I also have to say, that after backing 66 projects since May 2013, that I am no longer enthused to back anything that does not at least have a quickstart or ashcan version (for an RPG) or a demo of a physical product (game aids). I think the only really innovative game I have backed is Blades in the Dark. The three games I have been waiting the longest on delivery were all “good ideas” from established designers and companies, but are now approaching two years overdue. While I suspect they will eventually deliver, I think in the last few years Kickstarter has become more of a place to take roleplaying games that are already 80-90% finished.

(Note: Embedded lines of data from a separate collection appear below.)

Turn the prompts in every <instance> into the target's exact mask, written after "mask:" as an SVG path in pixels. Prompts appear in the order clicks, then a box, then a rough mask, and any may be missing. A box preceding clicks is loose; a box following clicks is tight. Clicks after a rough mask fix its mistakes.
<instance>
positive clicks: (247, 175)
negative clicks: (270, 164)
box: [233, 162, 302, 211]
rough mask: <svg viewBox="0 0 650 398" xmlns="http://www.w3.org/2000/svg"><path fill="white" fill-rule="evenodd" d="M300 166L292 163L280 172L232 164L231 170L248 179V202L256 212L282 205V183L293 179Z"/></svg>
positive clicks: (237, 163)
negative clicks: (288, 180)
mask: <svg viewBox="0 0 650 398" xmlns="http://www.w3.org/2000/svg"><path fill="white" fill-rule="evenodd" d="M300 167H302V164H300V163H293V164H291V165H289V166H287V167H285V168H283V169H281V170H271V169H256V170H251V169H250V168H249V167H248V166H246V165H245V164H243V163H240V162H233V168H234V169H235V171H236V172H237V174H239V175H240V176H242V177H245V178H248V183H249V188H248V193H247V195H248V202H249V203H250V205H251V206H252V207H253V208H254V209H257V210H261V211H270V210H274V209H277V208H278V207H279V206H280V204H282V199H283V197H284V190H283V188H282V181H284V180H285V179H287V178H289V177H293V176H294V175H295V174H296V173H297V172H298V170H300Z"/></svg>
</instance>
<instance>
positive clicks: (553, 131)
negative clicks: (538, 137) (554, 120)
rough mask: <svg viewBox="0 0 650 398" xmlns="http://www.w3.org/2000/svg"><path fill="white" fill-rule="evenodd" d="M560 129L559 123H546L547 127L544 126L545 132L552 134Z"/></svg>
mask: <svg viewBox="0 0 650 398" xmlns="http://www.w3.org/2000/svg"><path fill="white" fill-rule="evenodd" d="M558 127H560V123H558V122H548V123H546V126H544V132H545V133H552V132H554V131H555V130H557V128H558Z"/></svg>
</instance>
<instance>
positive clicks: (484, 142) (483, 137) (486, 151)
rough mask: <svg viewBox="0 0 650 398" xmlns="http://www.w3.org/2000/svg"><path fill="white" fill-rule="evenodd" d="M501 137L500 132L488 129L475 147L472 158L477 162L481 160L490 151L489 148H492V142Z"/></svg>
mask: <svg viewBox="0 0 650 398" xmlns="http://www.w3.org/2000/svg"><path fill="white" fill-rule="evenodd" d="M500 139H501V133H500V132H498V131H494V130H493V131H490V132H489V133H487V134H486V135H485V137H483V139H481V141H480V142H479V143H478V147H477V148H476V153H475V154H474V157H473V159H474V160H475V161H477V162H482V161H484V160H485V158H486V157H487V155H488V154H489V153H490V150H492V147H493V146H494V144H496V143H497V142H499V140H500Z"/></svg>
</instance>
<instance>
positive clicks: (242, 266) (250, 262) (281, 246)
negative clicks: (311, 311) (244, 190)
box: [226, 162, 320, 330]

I do not have any interest in making ancillary products, and I do not have an IP to do a Next Edition with, so that leaves genuine innovation and love letters. Try as I might, I have not figured out a new and interesting way of rolling dice, or changing the practice of play around the gaming table. So that leaves taking the “love letter” approach to writing a game. Here I find my ideas keep returning to the D100 System. The game I would most like to pay homage to is Runequest 2nd edition, which packed an awful lot of game into 120 pages. It did this in large part by making a lot of the setting implicit in the rules, art, and examples of play. not by devoting large amounts of space to fluff text and short fiction.
Of course, there is a Next Edition of Runequest due out this year, and based on the designer blogs and draft I saw at GENCON, its going to be quite good. But there are at least two open license D100 systems on the market that I can use as a starting basis. “Hack what you like, to make what you love” as Vincent Barker put it. So that is where my thoughts are at right now, trying to innovate at the edge of the D100 system, and producing a focused setting with a light touch, the way RQ2 managed.